The movie has a lot of action and a large amount of blood and a decent amount of gore. Seriously, the movie should have just been called “Blood Vomit”. There are multiple scenes of entrails being ripped apart, and while it is gory, it's nothing you haven't seen before. The makeup for the zombies looks decent and there is good usage of prosthetics. For being a maximum security prison, there aren't a lot of guards in the movie. Hell, there's not that many prisoners. The movie has a habit of introducing unimportant characters in the middle of the movie without much explanation or forethought. Writer Mike Watt crams in different types of people who would be in a prison, like a woman visiting her man for a conjugal visit or a mother with two children visiting their father, just to kill them. That's all fine and good, but why do they just randomly pop up in the middle of the movie? It would have been better if they were introduced earlier and then we check in on them later on.
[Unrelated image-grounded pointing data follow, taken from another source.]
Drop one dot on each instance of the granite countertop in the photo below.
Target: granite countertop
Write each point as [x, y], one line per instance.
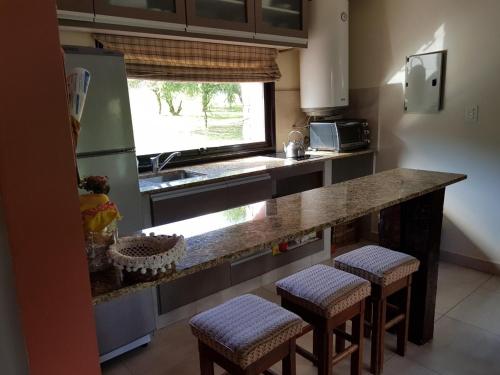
[228, 169]
[228, 235]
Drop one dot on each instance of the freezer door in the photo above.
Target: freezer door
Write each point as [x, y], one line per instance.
[106, 123]
[121, 169]
[123, 320]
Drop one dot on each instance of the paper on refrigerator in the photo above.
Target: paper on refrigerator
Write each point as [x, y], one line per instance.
[78, 84]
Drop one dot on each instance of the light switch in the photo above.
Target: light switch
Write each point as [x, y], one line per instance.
[472, 114]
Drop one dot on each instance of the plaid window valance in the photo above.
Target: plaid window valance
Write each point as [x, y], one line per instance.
[180, 60]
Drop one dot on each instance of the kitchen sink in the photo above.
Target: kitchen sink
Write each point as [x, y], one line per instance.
[171, 176]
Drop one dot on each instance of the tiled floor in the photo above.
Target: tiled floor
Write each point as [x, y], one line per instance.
[466, 339]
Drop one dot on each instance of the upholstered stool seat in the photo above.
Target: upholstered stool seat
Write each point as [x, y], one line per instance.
[325, 289]
[245, 329]
[390, 273]
[327, 298]
[377, 264]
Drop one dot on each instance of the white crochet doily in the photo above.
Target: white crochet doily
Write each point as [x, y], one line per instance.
[155, 253]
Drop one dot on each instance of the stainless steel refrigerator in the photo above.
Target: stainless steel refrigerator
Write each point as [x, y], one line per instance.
[106, 148]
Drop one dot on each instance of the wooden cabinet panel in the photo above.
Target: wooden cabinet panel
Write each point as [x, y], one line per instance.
[187, 203]
[79, 10]
[297, 179]
[248, 190]
[352, 167]
[191, 288]
[164, 11]
[220, 15]
[191, 202]
[281, 17]
[251, 267]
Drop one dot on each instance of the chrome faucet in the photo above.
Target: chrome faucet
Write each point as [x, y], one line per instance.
[155, 161]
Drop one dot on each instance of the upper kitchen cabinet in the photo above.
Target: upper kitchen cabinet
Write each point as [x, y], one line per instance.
[281, 20]
[77, 10]
[151, 14]
[232, 18]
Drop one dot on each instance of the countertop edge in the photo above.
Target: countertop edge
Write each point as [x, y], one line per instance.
[105, 297]
[238, 174]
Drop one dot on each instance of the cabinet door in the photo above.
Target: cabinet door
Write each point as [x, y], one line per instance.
[187, 203]
[353, 167]
[145, 13]
[215, 16]
[286, 18]
[79, 10]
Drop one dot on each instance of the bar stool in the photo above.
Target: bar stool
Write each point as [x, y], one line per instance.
[389, 272]
[327, 298]
[246, 336]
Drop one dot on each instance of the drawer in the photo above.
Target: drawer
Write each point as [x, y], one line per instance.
[193, 287]
[248, 268]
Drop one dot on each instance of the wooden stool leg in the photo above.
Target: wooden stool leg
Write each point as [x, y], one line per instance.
[325, 352]
[368, 317]
[339, 340]
[402, 331]
[206, 363]
[378, 332]
[288, 363]
[316, 344]
[358, 324]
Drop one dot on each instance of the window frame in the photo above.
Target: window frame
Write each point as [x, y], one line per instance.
[210, 154]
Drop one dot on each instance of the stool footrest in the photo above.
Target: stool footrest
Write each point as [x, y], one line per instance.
[398, 319]
[306, 354]
[343, 334]
[345, 353]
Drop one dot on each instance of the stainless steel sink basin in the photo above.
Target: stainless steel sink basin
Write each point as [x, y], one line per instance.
[171, 176]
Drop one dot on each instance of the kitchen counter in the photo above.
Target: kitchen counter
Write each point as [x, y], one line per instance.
[228, 235]
[228, 169]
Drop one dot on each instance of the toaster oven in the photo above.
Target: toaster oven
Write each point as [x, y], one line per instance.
[339, 135]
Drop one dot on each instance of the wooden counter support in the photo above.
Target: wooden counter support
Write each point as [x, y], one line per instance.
[414, 227]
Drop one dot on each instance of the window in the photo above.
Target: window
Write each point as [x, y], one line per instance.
[200, 119]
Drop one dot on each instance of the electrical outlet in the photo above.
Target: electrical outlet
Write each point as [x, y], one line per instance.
[472, 114]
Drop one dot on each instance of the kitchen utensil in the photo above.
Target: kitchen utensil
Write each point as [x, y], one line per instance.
[295, 148]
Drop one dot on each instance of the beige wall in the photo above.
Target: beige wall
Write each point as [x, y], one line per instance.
[383, 32]
[288, 110]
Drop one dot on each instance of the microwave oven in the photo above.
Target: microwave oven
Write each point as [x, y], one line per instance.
[339, 135]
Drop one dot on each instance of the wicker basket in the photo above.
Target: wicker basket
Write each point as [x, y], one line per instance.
[143, 258]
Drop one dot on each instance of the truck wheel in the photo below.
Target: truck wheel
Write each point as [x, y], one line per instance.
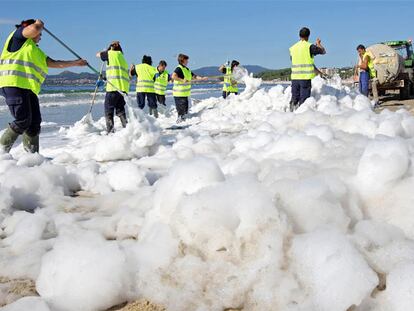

By having them show up halfway through the movie, it kills the momentum and forces the audience to say “Wait. Who the hell is that?” The direction is fine, though certain scenes are a little too dark and make it difficult to see.
"Not on the first date!"
Dead Men Walking is a fun idea for a zombie movie. Unfortunately, that idea the best part of the film as the story goes nowhere and the acting leaves something to be desired. The movie does have a lot action and the zombies look decent. There is a lot of vomiting, so if you're sensitive to that, you may not want to eat before watching. Dead Men Walking is better than other movies by The Asylum, but that's not saying much. It has it's moments and if you're looking for a basic zombie movie, you could do worse. If you're looking for things like story, character development, or good acting, you should pass on Dead Men Walking.